As I continued talking to people and making notes, the second model seemed to suit me better. I decided that I wanted to go back into the financial world. At some level, perhaps I was just returning to familiar ground. I liked that world and could apply what I knew best most effectively there. But working in the financial sector would also give me an opportunity to stay current, to have the knowledge and insight that come from being engaged. That would help provide a basis for my involvement with the public policy issues I cared about and make my efforts to contribute to them more valuable. I wasn't pressed financially, but I am also a reasonably commercial person, and I felt that I wanted something that would be financially rewarding. And finally, for whatever reason, I actually find the management issues of large organizations interesting. (Most of my friends view this as a personality problem that I should try to work out in some other way.)

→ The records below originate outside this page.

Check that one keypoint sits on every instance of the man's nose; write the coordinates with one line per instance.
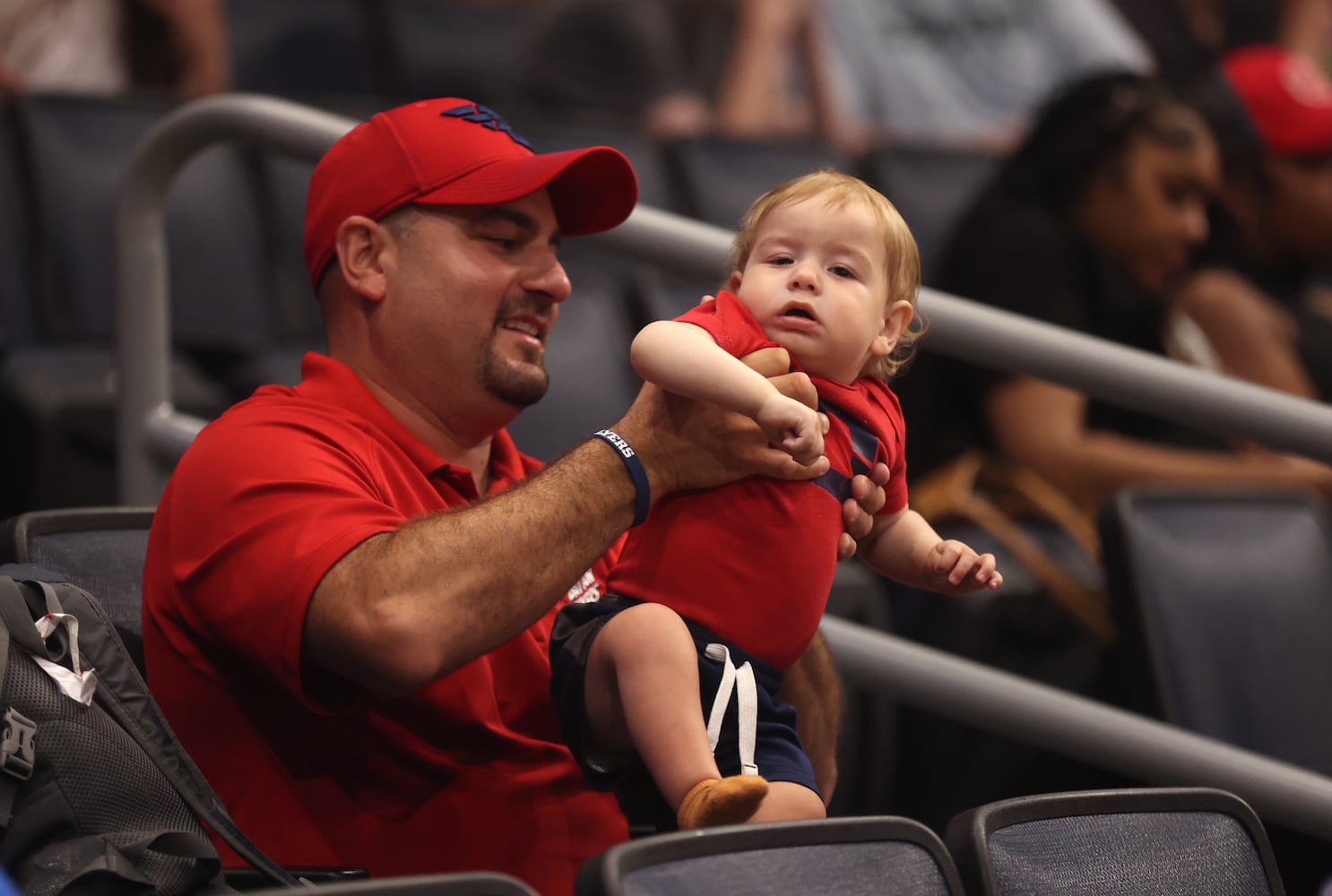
(549, 279)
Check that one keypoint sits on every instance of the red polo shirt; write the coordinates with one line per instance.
(465, 774)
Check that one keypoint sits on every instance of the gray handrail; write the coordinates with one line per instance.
(152, 435)
(1074, 726)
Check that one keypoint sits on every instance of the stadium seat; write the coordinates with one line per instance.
(1135, 841)
(60, 391)
(465, 49)
(850, 857)
(1223, 598)
(301, 47)
(474, 883)
(18, 288)
(99, 548)
(718, 177)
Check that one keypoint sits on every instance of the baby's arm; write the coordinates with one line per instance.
(906, 548)
(684, 358)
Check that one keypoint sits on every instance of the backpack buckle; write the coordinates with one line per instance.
(16, 748)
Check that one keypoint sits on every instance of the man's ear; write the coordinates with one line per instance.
(895, 323)
(362, 248)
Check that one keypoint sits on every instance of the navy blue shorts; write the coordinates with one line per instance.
(778, 753)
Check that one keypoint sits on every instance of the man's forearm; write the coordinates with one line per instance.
(445, 589)
(814, 687)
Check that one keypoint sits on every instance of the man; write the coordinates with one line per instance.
(1261, 298)
(362, 676)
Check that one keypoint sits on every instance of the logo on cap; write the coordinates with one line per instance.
(487, 117)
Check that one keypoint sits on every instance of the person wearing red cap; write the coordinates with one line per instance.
(350, 583)
(1260, 297)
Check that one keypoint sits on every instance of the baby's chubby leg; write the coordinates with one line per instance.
(641, 694)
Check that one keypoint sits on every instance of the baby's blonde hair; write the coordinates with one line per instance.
(904, 257)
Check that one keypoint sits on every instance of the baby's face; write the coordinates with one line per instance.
(817, 284)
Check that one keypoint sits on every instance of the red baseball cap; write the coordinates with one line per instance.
(455, 152)
(1287, 96)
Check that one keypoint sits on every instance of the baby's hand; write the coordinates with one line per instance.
(956, 569)
(791, 426)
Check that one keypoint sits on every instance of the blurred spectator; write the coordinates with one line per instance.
(1260, 300)
(967, 72)
(1090, 225)
(1189, 38)
(114, 46)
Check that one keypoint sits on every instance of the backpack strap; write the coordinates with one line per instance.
(18, 751)
(129, 702)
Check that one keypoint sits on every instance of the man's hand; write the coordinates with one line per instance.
(868, 498)
(698, 445)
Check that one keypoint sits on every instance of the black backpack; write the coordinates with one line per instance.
(99, 797)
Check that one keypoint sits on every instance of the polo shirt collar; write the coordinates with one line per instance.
(332, 383)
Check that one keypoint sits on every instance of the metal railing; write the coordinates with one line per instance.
(152, 437)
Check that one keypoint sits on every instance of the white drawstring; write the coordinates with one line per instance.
(740, 681)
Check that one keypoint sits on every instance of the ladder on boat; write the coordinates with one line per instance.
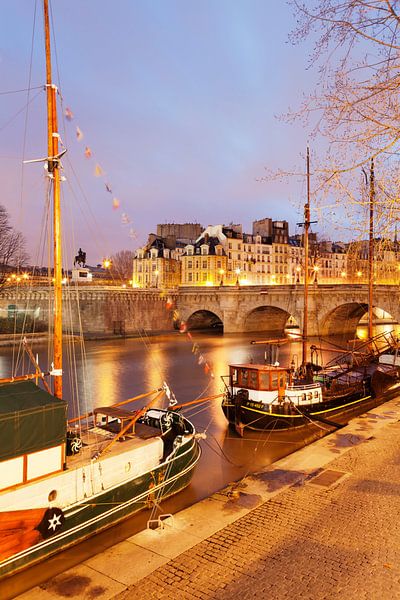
(364, 354)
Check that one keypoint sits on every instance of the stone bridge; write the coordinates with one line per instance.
(103, 310)
(333, 309)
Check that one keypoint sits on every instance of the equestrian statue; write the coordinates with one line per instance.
(80, 258)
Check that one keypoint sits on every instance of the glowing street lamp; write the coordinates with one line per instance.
(237, 271)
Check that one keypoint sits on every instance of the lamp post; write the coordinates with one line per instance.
(221, 273)
(316, 269)
(237, 271)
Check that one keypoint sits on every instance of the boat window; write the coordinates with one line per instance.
(234, 376)
(52, 495)
(244, 377)
(264, 380)
(253, 380)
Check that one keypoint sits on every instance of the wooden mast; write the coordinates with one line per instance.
(54, 174)
(371, 249)
(306, 253)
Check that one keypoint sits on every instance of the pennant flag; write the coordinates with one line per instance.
(98, 171)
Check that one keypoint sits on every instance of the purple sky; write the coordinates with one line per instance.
(178, 101)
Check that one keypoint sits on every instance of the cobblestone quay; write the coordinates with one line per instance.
(322, 523)
(308, 542)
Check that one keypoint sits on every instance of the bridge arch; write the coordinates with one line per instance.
(204, 319)
(268, 318)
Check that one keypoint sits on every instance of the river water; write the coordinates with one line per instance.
(118, 369)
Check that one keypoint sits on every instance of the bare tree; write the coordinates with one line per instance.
(122, 265)
(12, 247)
(356, 104)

But some of my other job criteria complicated the picture. I was extremely cognizant of the difference between being the deputy and being the Secretary, of having great responsibility within an organization as opposed to having the ultimate responsibility. I'd had the ultimate responsibility both at Goldman Sachs and at Treasury, and I didn't want that again. I was at a stage in my life where I wanted to try to live a little differently, with more time and focus for my family, fishing, reading, and whatever I might care about or find interesting. So I wasn't going to be a CEO.

But I did want to be part of the central management structure wherever I went. A colleague who had left the Clinton administration and taken a very attractive, highly paid position at a financial firm had a big influence on my thinking. He visited me at Treasury and said, “I've got a terrific job, but I'm never going to be in the inner management. And if you're not in the inner management, it lacks something. You don't feel like you're a central part of the place.” When he said that, something clicked with me. People with outsized résumés are often viewed from outside as being importantly involved in a company, when in fact they have no real role in management. From that point on, I added that criterion to my job search.

Having a former Treasury Secretary as a kind of elder statesman—though I didn't think of myself as either elder or a statesman—to provide advice and deal with clients, as Henry Fowler had been hired to do at Goldman Sachs, would probably appeal to almost any financial institution. But creating a role in central management was more of a challenge. Fitting someone like that into the top level of an organization can be awkward. He's not going to be CEO or COO or CFO or have decision-making authority with respect to any of the company's activities. So what does he do and where does he fit in?

What I was really trying to create for myself was some type of
consigliere
position, or to become a minister without portfolio who lends a hand in many areas. At one point, I had been interested in finding an adviser to play this role for me at Treasury—someone who was deeply experienced but had no agenda of his own, who could serve as a sounding board for me and for other people around the department. Now I was looking for that kind of role for myself in a private-sector context. This is a good management idea in theory. Many CEOs would probably benefit greatly from the advice of someone loyal to the institution but without a personal stake in major decisions. But for various reasons, this is almost unheard of in practice. Most executives probably don't want a figure with independent standing within their own organization. And coming in from the outside, such a figure could easily seem threatening to others within a company. There also aren't many people who have had the requisite responsibilities and experiences who would be satisfied simply to provide advice—advice that might well be ignored.